What stands out about this final December report is that the sentiment reading is bolstered handily by the current picture rather than by the expected outlook ahead.
The Index of Consumer Expectations was more or less flat sequentially at 82.7, down just 0.2 points from the November reading, but down handily from the 86.4 reading from December 2014.
It was the Current Economic Conditions component that kept the report up. This rose to 108.1 in December. The Current Index was down at 104.3 in November, and it was 104.8 in December of 2014.
Apparently the consumer sentiment survey pool just keeps hanging on to the lesson learned of close to 3.0% inflation through time. The five-year and one-year inflation forecasts were for inflation to be about 2.6%. That is far higher than it has been, and the Fed has been hopeful for the return of 2.0% to 2.5% in inflation.

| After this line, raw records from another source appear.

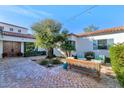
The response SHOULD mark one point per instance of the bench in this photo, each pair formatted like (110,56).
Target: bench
(87,67)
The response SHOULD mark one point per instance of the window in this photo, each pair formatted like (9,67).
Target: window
(95,44)
(19,30)
(11,29)
(72,42)
(1,28)
(102,44)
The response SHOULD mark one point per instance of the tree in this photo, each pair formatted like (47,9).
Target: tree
(49,35)
(91,28)
(68,47)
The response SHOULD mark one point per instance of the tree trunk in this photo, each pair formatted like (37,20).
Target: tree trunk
(50,53)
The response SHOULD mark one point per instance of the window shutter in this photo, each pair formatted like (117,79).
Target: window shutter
(95,44)
(110,42)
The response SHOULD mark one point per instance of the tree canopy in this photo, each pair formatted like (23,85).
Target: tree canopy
(91,28)
(49,34)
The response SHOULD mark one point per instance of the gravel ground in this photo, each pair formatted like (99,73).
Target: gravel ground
(24,73)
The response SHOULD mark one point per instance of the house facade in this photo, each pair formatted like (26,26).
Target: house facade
(12,39)
(98,41)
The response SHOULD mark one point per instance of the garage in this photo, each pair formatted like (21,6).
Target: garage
(11,49)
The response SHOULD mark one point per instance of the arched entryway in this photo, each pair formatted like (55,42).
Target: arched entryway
(11,49)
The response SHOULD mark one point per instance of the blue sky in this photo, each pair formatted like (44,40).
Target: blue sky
(101,16)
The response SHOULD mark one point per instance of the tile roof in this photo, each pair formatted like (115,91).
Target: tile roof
(18,34)
(99,32)
(14,25)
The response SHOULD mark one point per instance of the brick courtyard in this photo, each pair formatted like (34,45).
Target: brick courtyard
(24,73)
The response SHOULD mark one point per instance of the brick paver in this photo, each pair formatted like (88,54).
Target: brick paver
(22,72)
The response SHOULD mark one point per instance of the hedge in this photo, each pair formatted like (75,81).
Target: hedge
(117,61)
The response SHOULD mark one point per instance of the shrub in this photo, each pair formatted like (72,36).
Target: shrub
(117,61)
(55,61)
(19,54)
(107,60)
(4,55)
(89,55)
(44,62)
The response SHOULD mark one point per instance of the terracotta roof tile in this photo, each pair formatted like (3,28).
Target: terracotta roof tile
(18,34)
(104,31)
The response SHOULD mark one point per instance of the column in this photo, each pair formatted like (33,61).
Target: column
(1,48)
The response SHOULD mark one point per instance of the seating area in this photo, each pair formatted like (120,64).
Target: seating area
(91,57)
(87,67)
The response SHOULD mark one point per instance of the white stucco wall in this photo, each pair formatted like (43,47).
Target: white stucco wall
(18,39)
(84,44)
(22,47)
(15,29)
(1,48)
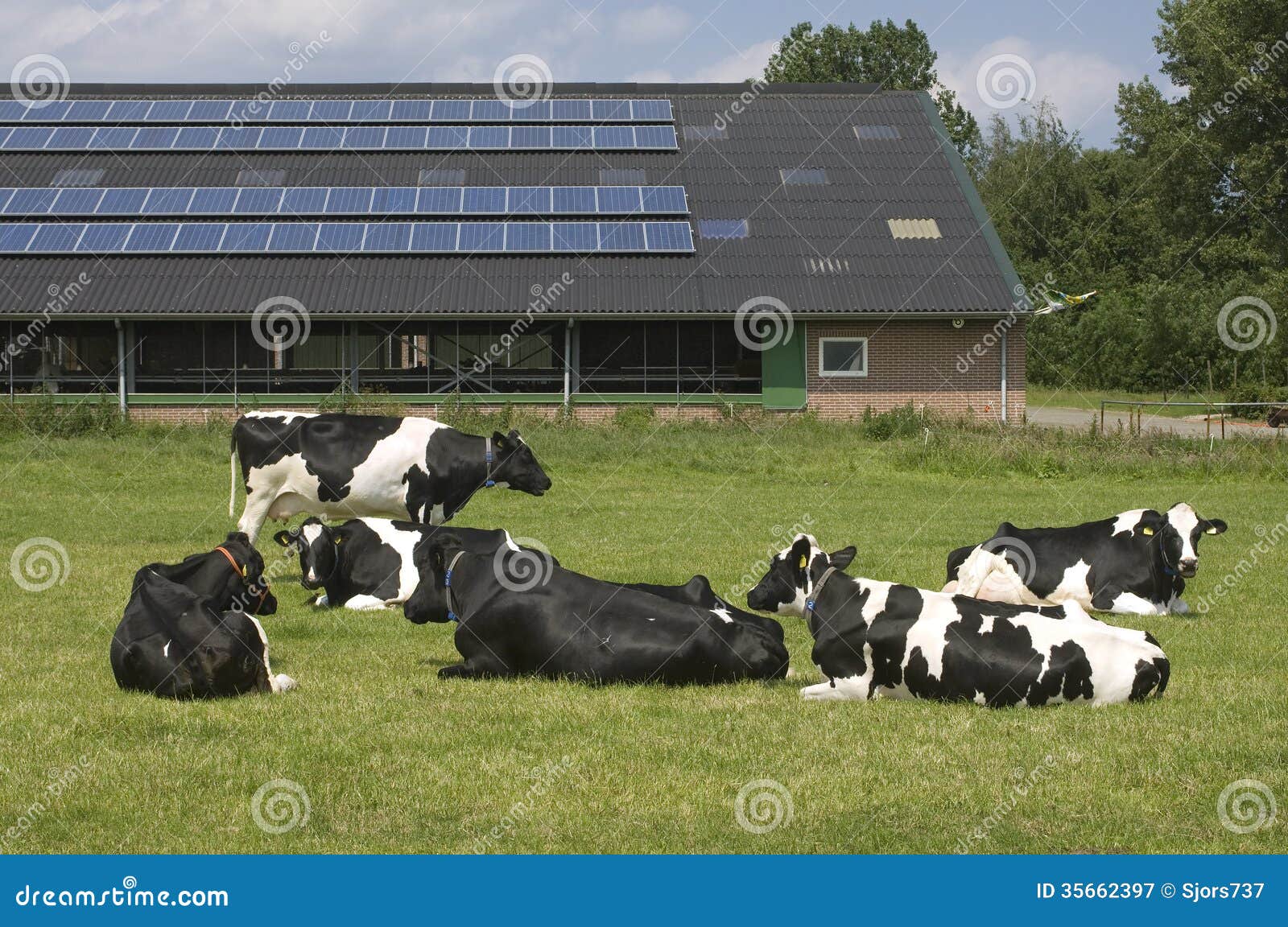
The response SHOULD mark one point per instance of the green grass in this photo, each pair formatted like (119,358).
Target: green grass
(396,761)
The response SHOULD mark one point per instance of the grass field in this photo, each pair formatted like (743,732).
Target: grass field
(393,760)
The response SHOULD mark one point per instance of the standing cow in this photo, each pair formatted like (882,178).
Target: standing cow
(1135,563)
(884,641)
(348,465)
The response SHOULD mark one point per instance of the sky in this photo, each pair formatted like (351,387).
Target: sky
(1072,52)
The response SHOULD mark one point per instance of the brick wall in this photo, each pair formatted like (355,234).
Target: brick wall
(927,362)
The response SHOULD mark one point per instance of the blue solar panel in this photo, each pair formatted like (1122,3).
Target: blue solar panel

Economists and investors will have received a larger formal note than normal. That is likely due to it being the last report of 2015. The University of Michigan’s survey of consumers said:
Consumer confidence rose to its highest level since July, with the December reading nearly equal to the 2015 average of 92.9 — which was the highest since 2004. Importantly, all of the improvement was in how consumers evaluated current economic conditions. The December gain was largely due to lower inflation, which bolstered real incomes and brightened buying plans for household durables. Indeed, there have been only three surveys in more than the past half century in which a higher proportion mentioned the availability of price discounts for durables. Overall, the data point toward gains of 2.8% in real personal consumption expenditures during 2016.
Just as consumer optimism became dependent on very low inflation, the Fed has begun to take steps to accommodate a higher inflation rate. Since wages are never first to incorporate inflationary adjustments, consumers will make their purchases even more contingent on low prices. Moreover, given the weakness in the global economy and the strong dollar, discounting will continue unabated. As a result, the Fed policies will need to be much stronger to overcome the disinflationary psychology of consumers.